One of the main disadvantages of the cohort design is its relatively high economic cost, which makes it inefficient for studying events of rare occurrence and challenging to reproduce in future studies. Furthermore, cohort studies have the same weakness as all observational designs, compared to their experimental peers—the potential for confounding variables that can distort results[11],[17],[23].

Retrospective cohort study
In retrospective cohort studies, both the exposure and outcome occurred before the analysis, and existing records are used to reconstruct the sequence of events (i.e., exposure and outcome are past events at the study baseline). In addition to having the abovementioned strengths of all cohort designs, retrospective cohort studies have a lower cost and higher performance versatility than prospective versions. However, these latter features are only advantageous if the required data are available and accurately recorded. In addition, researchers have limited control over the construction of the sample and the quality of the monitoring. Still, retrospective cohort studies are seen as the modality of choice for studying rare events and are an attractive alternative in hospital or institutional settings, where it is feasible to find good-quality records[23].

Ambispective or ambidirectional cohort study
The third variant of cohort studies, ambispective or ambidirectional studies, use preexisting data, document events, and phenomena that have already occurred, and allow for prospective/future monitoring. As a hybrid model, this type of cohort study has advantages and disadvantages compared to prospective and retrospective designs[15]. This type of cohort study is useful for analyzing exposures that may have both short- and long-term outcomes, or more than one outcome[12]. Another scenario in which this type of study can be useful is the analysis of health crises such as outbreaks, epidemics, or any other events that imply an unexpected exposure for which data must be collected retrospectively. Also, strictly speaking, lifestyle habit studies can be categorized as ambispective cohort studies since the exposure—which would in most cases, continue to develop over time—has already occurred before the study baseline[26].

Group cohort study
For group cohort studies, the essential elements are exposure-based sampling, follow-up, and calculation of absolute risk, and the existence of an unexposed control group is not a sine qua non condition[25]. Based on classical definitions, group cohort studies would be used for a case series[27]. However, this type of cohort design uses outcome-based sampling, and although it may consider a specific exposure, there is no follow-up or absolute risk calculation[25]; moreover, these types of case series can be “timeless”—that is, they can analyze cases that occurred at different times. The group cohort can also be useful for studying new interventions in small samples. The absence of an unexposed group prevents both hypothesis testing and the calculation of relative risks, but these types of studies can be used to record the incidence of outcomes of interest, such as adverse effects (Example 3).

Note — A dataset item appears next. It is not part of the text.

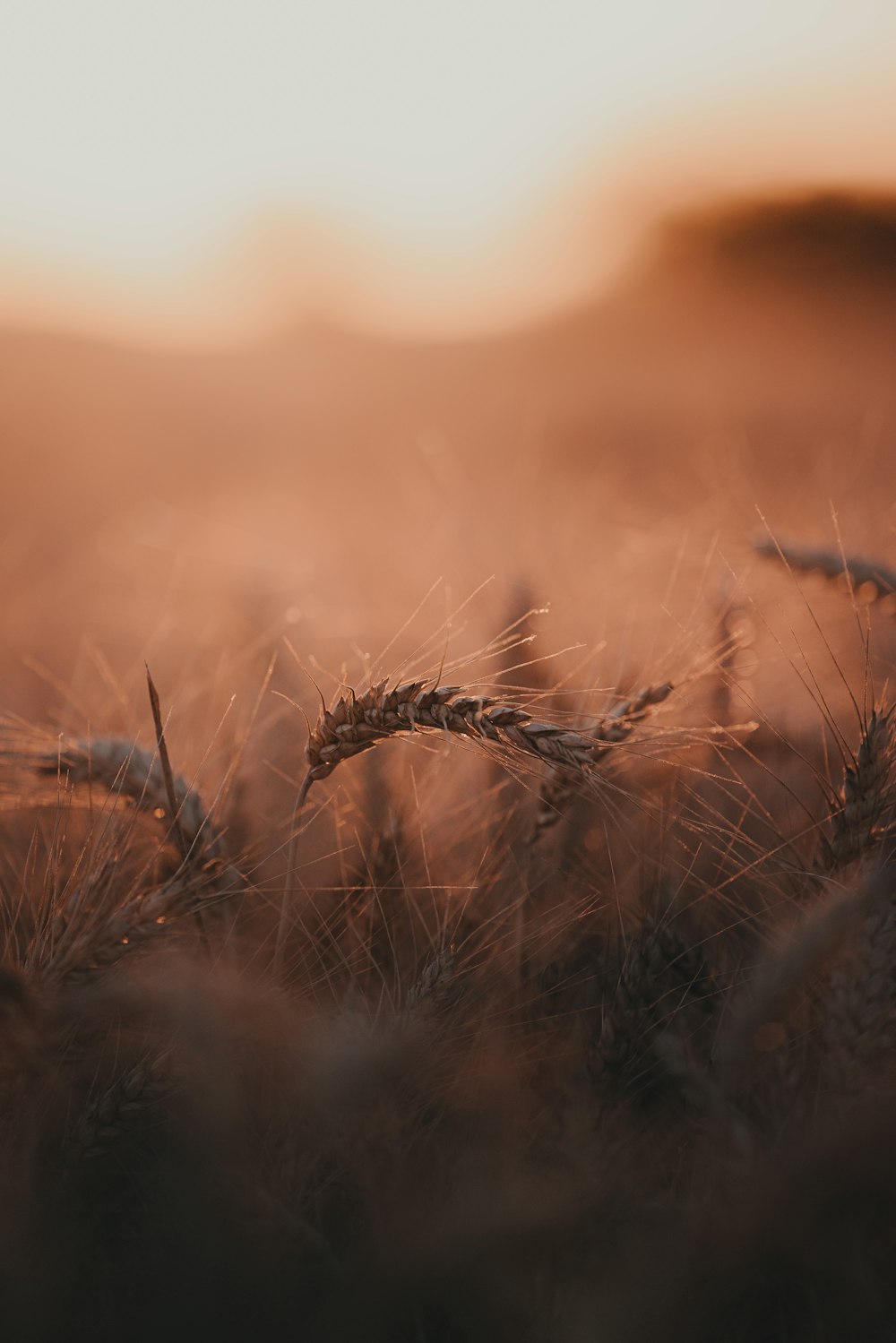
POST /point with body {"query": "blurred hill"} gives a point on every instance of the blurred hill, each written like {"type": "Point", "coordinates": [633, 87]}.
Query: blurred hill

Example 3. A group cohort study[28], conducted in Italy, documented the success rates and complications that occurred when using a flapless technique for installing immediate-loading implants in patients with edentulous jaw. In the study, 33 patients were recruited. The patients were monitored at the time of installation, and after 12 months of follow-up, to assess the stability of the implants.

Multiple-cohort study
Multiple-cohort studies can be used when different samples are subjected to different exposures or to different levels of the same exposure (when studying an unexposed group)[23],[29]. When monitoring more than one group, relative risk calculation and statistical association tests are possible (Example 4).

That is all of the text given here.